Volume 1, Number 2—April 1995
News and Notes
Waterborne Cryptosporidiosis Threat Addressed
Cryptosporidium parvum was first recognized as a cause of human illness in 1976. From 1976 to 1982, the disease was reported rarely in the United States, primarily among the immunocompromised. In 1982, the number of reported cases began to increase dramatically along with the number of HIV-infected persons; outbreaks among immunocompetent populations also were reported. Recent municipal waterborne outbreaks of cryptosporidiosis in Texas (1984), Georgia (1987), and Oregon (1992), and a massive outbreak in Wisconsin in 1993 that affected more than 400,000 persons have raised awareness about the waterborne transmission of cryptosporidiosis. Since 1993, several smaller cryptosporidiosis outbreaks were reported in the United States: two were related to drinking water, six were linked to recreational water, and one was foodborne.
Cryptosporidiosis is caused by ingestion of the environmentally tough oocysts of the protozoan parasite C. parvum, an intracellular organism that can replicate in the gut epithelial cells of most mammals. Its oocyst is extremely resistant to chlorine, which is commonly used to treat municipal water.
In healthy persons, the disease lasts 1 to 2 weeks and can have considerable economic impact through absenteeism of those affected. In the immunocompromised, the disease is often severe, lifelong, and life-threatening. No effective therapy is available.
The magnitude of the 1993 Wisconsin outbreak and its association with a municipal water plant operating within existing state and federal regulations underlined the need for improved surveillance and coordination among public health agencies and spurred efforts for regulatory standards for Cryptosporidium in drinking water. During 1995-1996, the U.S. Environmental Protection Agency (EPA) intends to implement the Information Collection Rule, which requires utilities that serve populations of 100,000 or more and use surface water (lakes, rivers, streams) to test that water routinely for Cryptosporidium oocysts. If oocysts are found, the utility may also have to test finished water (tap water). Utilities that serve populations of 10,000 to 99,000 will also have to test source water, but for a shorter period. They will not be required to test tap water, even if oocysts are found. Authority to issue boil water advisories if oocysts are found varies from state to state. The health risks from ingesting low levels of Cryptosporidium are unknown. More than 300 representatives from 40 states and more than 25 regulatory, public health, water utility, and advocacy groups met at the Centers for Disease Control and Prevention (CDC) in Atlanta in September 1994 to discuss the prevention and control of waterborne cryptosporidiosis. Recommendations from the CDC workshop will be published in the next 2 to 3 months.
CDC held the first meeting of the Working Group on Waterborne Cryptosporidiosis in November 1994. The working group convenes biweekly by teleconference. For more information about the group, contact Margaret Hurd (phone: 404-488-7769, fax: 404-488-7761).
The working group has three main purposes: 1) promote a regular exchange of ideas, goals, activities, and proposals among individual scientists, agencies, and organizations interested in waterborne cryptosporidiosis; 2) make decisions on public health issues related to waterborne cryptosporidiosis; and 3) assemble smaller, more focused, task forces with expertise to develop, implement, and evaluate projects of the working group.

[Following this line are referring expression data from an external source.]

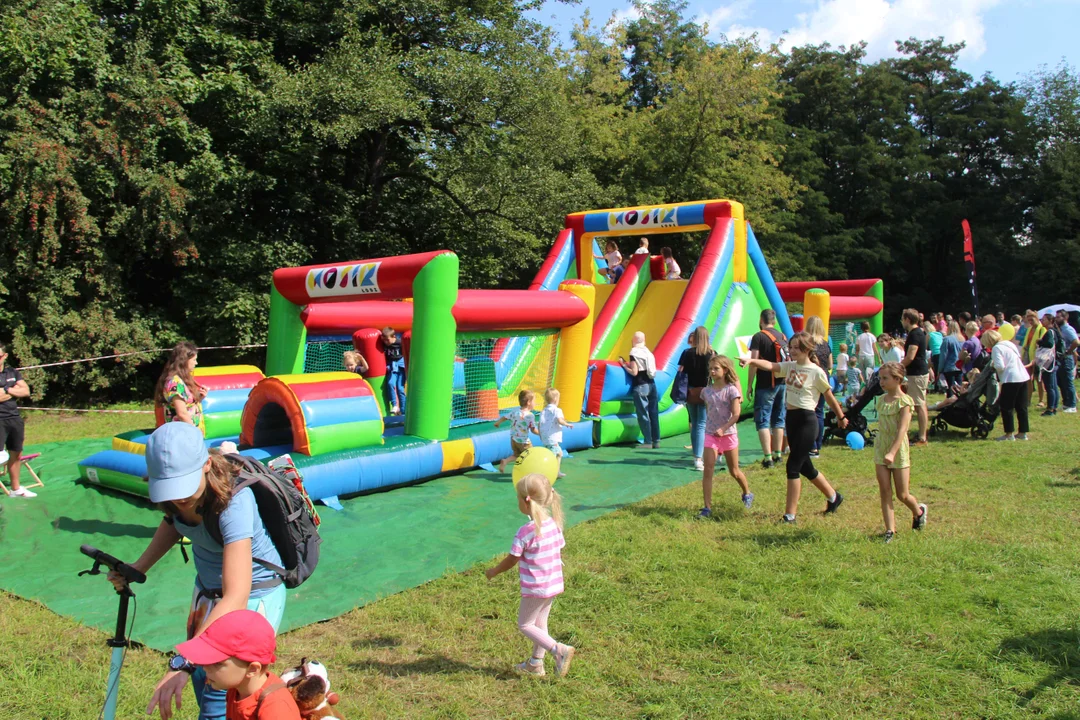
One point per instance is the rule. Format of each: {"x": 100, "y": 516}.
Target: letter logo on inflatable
{"x": 661, "y": 217}
{"x": 343, "y": 280}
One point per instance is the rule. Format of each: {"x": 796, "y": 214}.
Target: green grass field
{"x": 676, "y": 617}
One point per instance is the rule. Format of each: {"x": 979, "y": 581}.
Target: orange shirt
{"x": 278, "y": 705}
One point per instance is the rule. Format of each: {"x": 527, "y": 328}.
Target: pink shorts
{"x": 721, "y": 445}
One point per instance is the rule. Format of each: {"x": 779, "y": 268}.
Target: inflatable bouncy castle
{"x": 469, "y": 353}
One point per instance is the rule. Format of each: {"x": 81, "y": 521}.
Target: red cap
{"x": 241, "y": 634}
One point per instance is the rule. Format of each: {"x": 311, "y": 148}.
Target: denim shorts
{"x": 769, "y": 408}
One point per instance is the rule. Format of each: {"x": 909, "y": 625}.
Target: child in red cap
{"x": 235, "y": 651}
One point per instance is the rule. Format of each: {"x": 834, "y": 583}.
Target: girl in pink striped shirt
{"x": 536, "y": 551}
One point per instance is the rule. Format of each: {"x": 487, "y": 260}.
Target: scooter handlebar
{"x": 129, "y": 573}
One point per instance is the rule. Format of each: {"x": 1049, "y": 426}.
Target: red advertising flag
{"x": 969, "y": 261}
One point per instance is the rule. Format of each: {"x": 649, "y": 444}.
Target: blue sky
{"x": 1007, "y": 38}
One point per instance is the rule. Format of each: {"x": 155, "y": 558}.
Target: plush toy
{"x": 310, "y": 685}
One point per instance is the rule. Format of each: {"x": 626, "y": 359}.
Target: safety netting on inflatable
{"x": 489, "y": 372}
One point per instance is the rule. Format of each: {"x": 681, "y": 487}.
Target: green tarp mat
{"x": 378, "y": 545}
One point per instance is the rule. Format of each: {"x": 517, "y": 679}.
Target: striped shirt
{"x": 540, "y": 567}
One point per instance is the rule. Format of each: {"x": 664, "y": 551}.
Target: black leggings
{"x": 801, "y": 433}
{"x": 1013, "y": 396}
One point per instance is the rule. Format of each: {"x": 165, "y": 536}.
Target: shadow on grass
{"x": 650, "y": 458}
{"x": 104, "y": 528}
{"x": 1060, "y": 649}
{"x": 431, "y": 665}
{"x": 781, "y": 539}
{"x": 585, "y": 508}
{"x": 377, "y": 641}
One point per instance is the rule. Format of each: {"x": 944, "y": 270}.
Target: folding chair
{"x": 25, "y": 461}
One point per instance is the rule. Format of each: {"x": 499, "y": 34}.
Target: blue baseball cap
{"x": 175, "y": 456}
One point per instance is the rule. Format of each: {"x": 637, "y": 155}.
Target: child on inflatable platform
{"x": 395, "y": 370}
{"x": 537, "y": 552}
{"x": 723, "y": 399}
{"x": 552, "y": 423}
{"x": 354, "y": 362}
{"x": 522, "y": 423}
{"x": 892, "y": 462}
{"x": 178, "y": 392}
{"x": 672, "y": 271}
{"x": 613, "y": 258}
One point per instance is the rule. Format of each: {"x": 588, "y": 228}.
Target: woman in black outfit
{"x": 694, "y": 363}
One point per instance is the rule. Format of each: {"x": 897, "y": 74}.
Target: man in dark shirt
{"x": 917, "y": 368}
{"x": 770, "y": 410}
{"x": 12, "y": 432}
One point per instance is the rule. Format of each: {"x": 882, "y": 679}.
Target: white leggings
{"x": 532, "y": 623}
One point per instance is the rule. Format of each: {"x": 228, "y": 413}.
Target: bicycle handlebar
{"x": 99, "y": 558}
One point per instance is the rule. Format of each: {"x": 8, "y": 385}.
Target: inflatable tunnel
{"x": 314, "y": 413}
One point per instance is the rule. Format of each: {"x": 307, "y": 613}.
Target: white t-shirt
{"x": 806, "y": 383}
{"x": 1008, "y": 364}
{"x": 865, "y": 344}
{"x": 551, "y": 432}
{"x": 646, "y": 361}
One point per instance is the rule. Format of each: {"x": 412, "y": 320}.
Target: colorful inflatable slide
{"x": 470, "y": 352}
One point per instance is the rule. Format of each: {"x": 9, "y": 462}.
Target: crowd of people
{"x": 793, "y": 379}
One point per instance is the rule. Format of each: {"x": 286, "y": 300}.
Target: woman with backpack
{"x": 194, "y": 488}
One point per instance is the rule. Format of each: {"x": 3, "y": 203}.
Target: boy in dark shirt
{"x": 395, "y": 370}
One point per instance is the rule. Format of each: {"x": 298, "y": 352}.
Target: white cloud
{"x": 736, "y": 31}
{"x": 625, "y": 15}
{"x": 880, "y": 23}
{"x": 725, "y": 15}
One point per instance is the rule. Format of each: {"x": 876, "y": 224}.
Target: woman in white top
{"x": 864, "y": 350}
{"x": 613, "y": 258}
{"x": 1004, "y": 357}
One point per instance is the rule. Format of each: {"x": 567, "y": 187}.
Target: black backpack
{"x": 286, "y": 517}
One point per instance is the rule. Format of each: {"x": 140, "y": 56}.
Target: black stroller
{"x": 975, "y": 410}
{"x": 856, "y": 421}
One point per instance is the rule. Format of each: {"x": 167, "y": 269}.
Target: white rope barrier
{"x": 83, "y": 410}
{"x": 136, "y": 352}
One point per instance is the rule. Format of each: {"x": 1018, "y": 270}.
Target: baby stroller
{"x": 856, "y": 421}
{"x": 975, "y": 410}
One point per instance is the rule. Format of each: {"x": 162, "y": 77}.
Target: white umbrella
{"x": 1053, "y": 309}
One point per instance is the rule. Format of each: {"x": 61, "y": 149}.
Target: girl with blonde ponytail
{"x": 537, "y": 552}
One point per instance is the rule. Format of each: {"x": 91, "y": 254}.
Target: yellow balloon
{"x": 539, "y": 460}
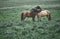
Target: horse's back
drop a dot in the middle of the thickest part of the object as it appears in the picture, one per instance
(43, 13)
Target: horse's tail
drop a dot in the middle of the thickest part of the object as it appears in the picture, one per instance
(21, 16)
(49, 17)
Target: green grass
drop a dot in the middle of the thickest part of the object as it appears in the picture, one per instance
(11, 26)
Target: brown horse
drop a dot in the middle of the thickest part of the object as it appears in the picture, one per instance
(44, 13)
(32, 13)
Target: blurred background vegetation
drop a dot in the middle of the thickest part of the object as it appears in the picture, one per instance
(11, 26)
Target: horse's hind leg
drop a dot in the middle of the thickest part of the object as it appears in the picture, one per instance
(39, 18)
(49, 17)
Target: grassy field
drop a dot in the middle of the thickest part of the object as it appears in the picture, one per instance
(11, 26)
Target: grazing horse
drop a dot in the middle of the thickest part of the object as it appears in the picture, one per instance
(44, 13)
(32, 13)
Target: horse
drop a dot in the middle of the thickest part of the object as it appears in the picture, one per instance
(44, 13)
(32, 13)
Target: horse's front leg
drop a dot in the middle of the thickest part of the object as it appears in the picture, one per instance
(39, 18)
(33, 18)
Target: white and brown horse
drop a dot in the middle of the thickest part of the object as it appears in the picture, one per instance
(32, 13)
(44, 13)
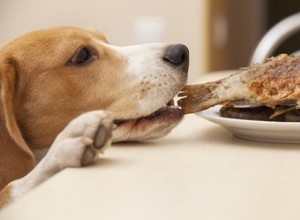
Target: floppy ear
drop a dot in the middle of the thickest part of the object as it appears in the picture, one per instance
(16, 159)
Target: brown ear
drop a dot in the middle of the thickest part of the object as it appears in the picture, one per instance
(16, 159)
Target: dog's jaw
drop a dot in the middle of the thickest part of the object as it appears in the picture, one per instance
(157, 83)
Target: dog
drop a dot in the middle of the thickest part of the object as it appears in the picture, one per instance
(67, 94)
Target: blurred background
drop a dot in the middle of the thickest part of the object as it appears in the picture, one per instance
(221, 34)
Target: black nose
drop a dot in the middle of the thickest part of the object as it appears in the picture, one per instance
(177, 55)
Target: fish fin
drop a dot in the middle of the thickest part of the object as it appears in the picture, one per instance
(282, 110)
(198, 97)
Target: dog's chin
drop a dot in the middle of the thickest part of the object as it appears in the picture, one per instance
(155, 125)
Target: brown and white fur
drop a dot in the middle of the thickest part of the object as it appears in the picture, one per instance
(62, 90)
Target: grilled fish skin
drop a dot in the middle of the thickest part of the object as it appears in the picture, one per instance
(275, 82)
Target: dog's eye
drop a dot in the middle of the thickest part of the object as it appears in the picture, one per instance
(82, 56)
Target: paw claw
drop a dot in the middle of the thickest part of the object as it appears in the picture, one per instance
(88, 155)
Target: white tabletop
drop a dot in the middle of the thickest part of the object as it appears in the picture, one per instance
(199, 171)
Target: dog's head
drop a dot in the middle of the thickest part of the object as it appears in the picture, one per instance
(63, 72)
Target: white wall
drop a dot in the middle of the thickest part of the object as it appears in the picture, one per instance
(171, 21)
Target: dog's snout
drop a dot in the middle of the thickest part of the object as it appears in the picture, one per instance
(177, 55)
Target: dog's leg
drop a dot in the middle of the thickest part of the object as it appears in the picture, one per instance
(77, 145)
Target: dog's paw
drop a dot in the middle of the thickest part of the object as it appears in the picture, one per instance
(81, 140)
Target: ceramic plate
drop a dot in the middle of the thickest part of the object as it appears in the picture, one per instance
(279, 132)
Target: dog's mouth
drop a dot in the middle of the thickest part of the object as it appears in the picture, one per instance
(167, 113)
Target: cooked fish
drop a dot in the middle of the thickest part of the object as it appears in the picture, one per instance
(276, 82)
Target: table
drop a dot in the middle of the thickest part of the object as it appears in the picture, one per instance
(199, 171)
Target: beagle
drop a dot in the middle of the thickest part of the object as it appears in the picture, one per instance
(66, 94)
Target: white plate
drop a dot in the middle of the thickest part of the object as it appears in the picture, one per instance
(278, 132)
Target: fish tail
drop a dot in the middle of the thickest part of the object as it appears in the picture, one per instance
(198, 97)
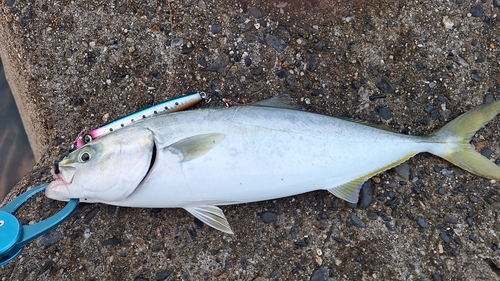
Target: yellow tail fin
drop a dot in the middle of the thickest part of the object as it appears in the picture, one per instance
(456, 135)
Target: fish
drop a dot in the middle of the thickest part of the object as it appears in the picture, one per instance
(201, 159)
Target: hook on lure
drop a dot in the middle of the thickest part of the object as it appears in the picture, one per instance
(14, 236)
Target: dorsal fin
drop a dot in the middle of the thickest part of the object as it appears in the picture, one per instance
(281, 101)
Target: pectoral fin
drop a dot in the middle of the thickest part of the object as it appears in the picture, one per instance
(212, 216)
(195, 146)
(281, 101)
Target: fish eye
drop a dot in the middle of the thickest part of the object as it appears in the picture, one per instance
(87, 138)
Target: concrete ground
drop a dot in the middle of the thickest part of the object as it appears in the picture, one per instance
(409, 65)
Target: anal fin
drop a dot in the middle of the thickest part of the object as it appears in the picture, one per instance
(195, 146)
(211, 216)
(350, 191)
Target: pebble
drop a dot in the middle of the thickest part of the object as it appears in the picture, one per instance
(282, 73)
(162, 275)
(486, 152)
(176, 42)
(444, 237)
(216, 29)
(372, 215)
(294, 232)
(384, 112)
(450, 219)
(356, 221)
(365, 195)
(112, 241)
(385, 85)
(277, 43)
(268, 216)
(419, 66)
(217, 65)
(248, 61)
(50, 238)
(255, 12)
(477, 11)
(423, 222)
(476, 78)
(320, 274)
(403, 170)
(257, 71)
(436, 277)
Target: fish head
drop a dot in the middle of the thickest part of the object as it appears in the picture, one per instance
(107, 169)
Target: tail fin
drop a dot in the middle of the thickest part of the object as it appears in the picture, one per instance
(456, 135)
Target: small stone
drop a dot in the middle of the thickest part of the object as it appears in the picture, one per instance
(486, 152)
(176, 42)
(268, 216)
(436, 277)
(255, 12)
(423, 222)
(477, 11)
(216, 29)
(444, 237)
(356, 221)
(248, 61)
(186, 50)
(450, 219)
(162, 275)
(385, 85)
(122, 9)
(277, 43)
(372, 215)
(320, 274)
(50, 238)
(217, 66)
(384, 112)
(419, 66)
(311, 64)
(476, 78)
(473, 238)
(282, 73)
(448, 23)
(112, 241)
(257, 71)
(294, 232)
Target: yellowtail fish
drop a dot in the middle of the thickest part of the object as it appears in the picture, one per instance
(169, 106)
(201, 159)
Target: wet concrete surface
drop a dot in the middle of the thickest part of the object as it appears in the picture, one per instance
(411, 66)
(17, 158)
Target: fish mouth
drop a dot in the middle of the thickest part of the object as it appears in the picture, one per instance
(59, 188)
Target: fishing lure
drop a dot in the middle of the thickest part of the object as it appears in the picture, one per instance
(169, 106)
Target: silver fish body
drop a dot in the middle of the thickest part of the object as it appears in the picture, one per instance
(204, 158)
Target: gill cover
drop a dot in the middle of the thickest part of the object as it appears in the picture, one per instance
(105, 170)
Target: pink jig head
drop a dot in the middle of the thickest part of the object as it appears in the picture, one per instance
(169, 106)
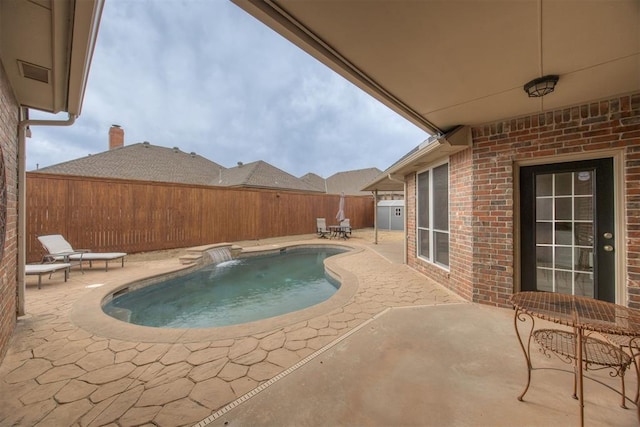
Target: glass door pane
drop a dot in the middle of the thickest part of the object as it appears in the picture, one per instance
(564, 224)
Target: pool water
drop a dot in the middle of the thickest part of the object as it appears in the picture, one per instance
(232, 292)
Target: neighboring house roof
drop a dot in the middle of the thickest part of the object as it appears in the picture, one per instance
(142, 161)
(316, 181)
(261, 174)
(360, 41)
(351, 182)
(429, 151)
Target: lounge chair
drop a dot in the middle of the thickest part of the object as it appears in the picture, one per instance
(321, 228)
(60, 250)
(40, 269)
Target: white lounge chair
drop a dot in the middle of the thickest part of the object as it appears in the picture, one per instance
(321, 228)
(60, 250)
(40, 269)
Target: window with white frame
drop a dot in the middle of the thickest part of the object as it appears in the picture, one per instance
(433, 215)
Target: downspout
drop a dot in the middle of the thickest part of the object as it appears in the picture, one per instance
(375, 217)
(22, 200)
(404, 219)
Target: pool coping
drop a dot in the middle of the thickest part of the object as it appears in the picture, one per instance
(86, 311)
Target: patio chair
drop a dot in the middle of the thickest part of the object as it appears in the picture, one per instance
(346, 227)
(321, 228)
(58, 249)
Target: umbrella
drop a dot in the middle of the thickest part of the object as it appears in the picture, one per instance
(340, 214)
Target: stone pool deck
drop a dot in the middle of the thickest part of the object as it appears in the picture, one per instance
(401, 350)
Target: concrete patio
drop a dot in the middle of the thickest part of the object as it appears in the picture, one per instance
(401, 351)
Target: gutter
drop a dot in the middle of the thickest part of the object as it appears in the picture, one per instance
(22, 201)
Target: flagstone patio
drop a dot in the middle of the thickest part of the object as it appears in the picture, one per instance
(58, 373)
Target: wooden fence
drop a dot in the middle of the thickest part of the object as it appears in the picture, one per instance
(130, 216)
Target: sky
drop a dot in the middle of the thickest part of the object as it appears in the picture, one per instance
(206, 77)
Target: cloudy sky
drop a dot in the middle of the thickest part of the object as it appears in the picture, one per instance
(207, 77)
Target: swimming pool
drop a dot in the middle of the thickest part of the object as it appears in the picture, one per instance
(232, 292)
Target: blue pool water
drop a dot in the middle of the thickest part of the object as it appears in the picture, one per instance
(231, 292)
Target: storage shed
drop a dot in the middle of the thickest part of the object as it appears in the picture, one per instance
(390, 215)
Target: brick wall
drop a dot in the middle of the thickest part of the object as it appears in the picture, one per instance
(604, 125)
(459, 277)
(9, 146)
(482, 188)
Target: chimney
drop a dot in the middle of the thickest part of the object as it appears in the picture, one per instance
(116, 137)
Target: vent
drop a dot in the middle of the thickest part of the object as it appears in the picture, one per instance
(34, 72)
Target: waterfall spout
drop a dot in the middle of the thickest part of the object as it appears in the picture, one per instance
(219, 255)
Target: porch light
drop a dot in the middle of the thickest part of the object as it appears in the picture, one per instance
(541, 86)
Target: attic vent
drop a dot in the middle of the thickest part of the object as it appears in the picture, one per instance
(34, 72)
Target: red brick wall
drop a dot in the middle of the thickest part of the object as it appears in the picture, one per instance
(459, 277)
(482, 189)
(9, 145)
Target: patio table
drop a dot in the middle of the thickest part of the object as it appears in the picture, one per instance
(584, 315)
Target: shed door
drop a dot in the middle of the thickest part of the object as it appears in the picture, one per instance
(567, 228)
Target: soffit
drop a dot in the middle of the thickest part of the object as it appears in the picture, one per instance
(446, 63)
(52, 41)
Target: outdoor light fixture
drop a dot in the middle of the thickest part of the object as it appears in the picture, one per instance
(541, 86)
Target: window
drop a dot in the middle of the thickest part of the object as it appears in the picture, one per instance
(433, 215)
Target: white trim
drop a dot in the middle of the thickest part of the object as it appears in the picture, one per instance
(431, 260)
(620, 222)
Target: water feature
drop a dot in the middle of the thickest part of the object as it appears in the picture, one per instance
(219, 254)
(232, 291)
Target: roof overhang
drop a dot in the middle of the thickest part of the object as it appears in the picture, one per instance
(427, 153)
(46, 48)
(442, 63)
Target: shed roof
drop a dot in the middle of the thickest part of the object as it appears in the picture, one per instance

The working group has created task forces to assist local, state, and national public health departments, water utilities, and regulatory agencies in preparing for and managing outbreaks. The task forces have the following responsibilities:
Develop and evaluate informational materials about cryptosporidiosis.
Develop guidelines on when to initiate or end boil water advisories.
Help formulate the language for EPA's Information Collection Rule.
Identify officials with authority to issue boil water advisories. Examine legal issues associated with boil water advisories and the environmental testing, surveillance, and diagnostic requirements for waterborne Cryptosporidium.
In addition, technical task forces will collect data to develop guidelines for persons who may want to use bottled water and personal-use water filters and provide updates on the status of environmental sampling, water testing, and surrogate indicators of Cryptosporidium oocysts. These task forces will also report on the status of clinical diagnostic and serologic tools and provide local cryptosporidiosis infection rates to use in assessing the risk for waterborne transmission.
C. parvum oocysts are present in most surface water supplies; better technological tools and epidemiologic assessments are needed to determine the public health risks from these oocysts. Until the risks are fully known, efforts should be made to inform the public about cryptosporidiosis. Information on opportunistic infections, including cryptosporidiosis, for physicians who treat diseases in immunocompromised patients will be published this fall in a supplement to Clinical Infectious Diseases by authors from CDC and the Infectious Diseases Society of America.